Sprint Nextel formally announced plans to make a major bet on WiMax, a next-generation technology for high-speed wireless Internet communications that the telecom and wireless company plans to invest as much as US$5 billion in over the next 10 years.
Sprint announced it will market its WiMax offering under the brand name Xohm — pronounced “Zoam” — and that some users in Chicago and the Baltimore/Washington area could begin seeing service rolled out before the end of this year. More markets will be added early in 2008, and by the end of next year as many as 100 million Americans will have access through either Sprint or partner Clearwire.
WiMax was one of several technologies that Sprint highlighted during the Sprint Ahead Technology Summit event at its Reston, Va., headquarters on Thursday.
A Big Bet
The company also demonstrated some of the benefits of its Pivot service, through which cable subscribers can choose a bundle of service that includes closely integrated Sprint wireless. It also touted its efforts to create a next-generation of the walkie-talkie style push-to-talk service that Nextel had pioneered.
“We’ve executed the technology plan we laid out when we merged two years ago and, in doing so, we have advanced our vision of becoming the mobility services leader,” said Gary Forsee, Sprint chairman and CEO. “Our unique set of assets allows consumers to live the mobile lifestyle and businesses to increase productivity by making any place a workplace. Sprint is best-positioned in the marketplace to offer these capabilities.”
The WiMax bet is both the biggest and the boldest one for Sprint, which has struggled to keep pace with rivals such as AT&T and Verizon. While the so-called “4G,” or fourth-generation, network could offer far faster connectivity speeds than the 3G networks embraced by other carriers, Sprint is making a sizable investment in a yet-to-be-proven technology for which few products have been brought to market as of yet.
WiMax offers the prospect of connecting to the Internet with mobile devices at speeds that are up to five times faster than current technology allows. As important as the service, however, is that Sprint continues to sign up key partners to offers services and design devices to work with the network.
Thanks in large part to its Clearwire partnership, Sprint will have a broadband wireless network in place two years ahead of many competitors, Foresee said.

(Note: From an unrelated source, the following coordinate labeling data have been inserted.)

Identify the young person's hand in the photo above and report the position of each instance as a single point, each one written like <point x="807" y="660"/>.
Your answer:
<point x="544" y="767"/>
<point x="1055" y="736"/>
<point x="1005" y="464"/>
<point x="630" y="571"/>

Sprint is seeing “significant momentum” around its WiMax push, said Barry West, the company’s chief technology officer. Sprint has already announced partnerships with Clearwire to build out the network and with Google to design consumer and business services to take advantage of the network.
By 2010, West said, Sprint and Clearwire will reach 48 million households and five million small businesses via WiMax.
Hardware makers are also at work on devices customized to work on the high-speed networks, with Texas Instruments saying it will build chipsets for devices that Motorola will make to work on the Sprint grid. Nokia and Samsung are also set to debut WiMax phones by early next year.
“WiMax could be a huge growth opportunity nationwide for Sprint,” telecom analyst Jeff Kagan told the E-Commerce Times.
Sprint’s efforts have gained credibility thanks to high-profile partners such as Google, he said. “This looks very promising,” Kagan added.
Also by 2010, Sprint said it could see between $2 billion and $2.5 billion in new revenue from the WiMax push. The company is prepared to invest $2.5 billion in the build-out between now and 2008 and may invest that amount again in the years after that. It will take until 2011 before the WiMax business is cash flow positive, Sprint added.
As the third-largest wireless carrier, Sprint has also seen its growth rates fall below those of its top two rivals. Betting on a technology not yet proven is a risky move, but one that could pay major dividends.
While it’s not yet proven, WiMax has some major backers, with Intel and other major chipmakers promising to develop families of products to support devices — smartphones, consumer electronics and personal computers — that work on the technology.
WiMax may not dislodge 3G cellular networks as quickly as it usurps the paid-WiFi hotspot model, JupiterResearch analyst Ian Fogg told the E-Commerce Times.
“WiMax is still a technology searching for its best market niche,” Fogg said. Timing will be critical and by getting its network up and running as soon as this year, Sprint may help convince wireless users to build WiMax devices into their buying plans in the near future, though it will still take time for that shift to occur.
While a nationwide high-speed network is an appealing marketing hook, Fogg said many users are more likely to need only municipal-wide high-speed Internet access, or access in specific areas, which WiFi can still provide. A key factor will be how WiMax services are priced, he added.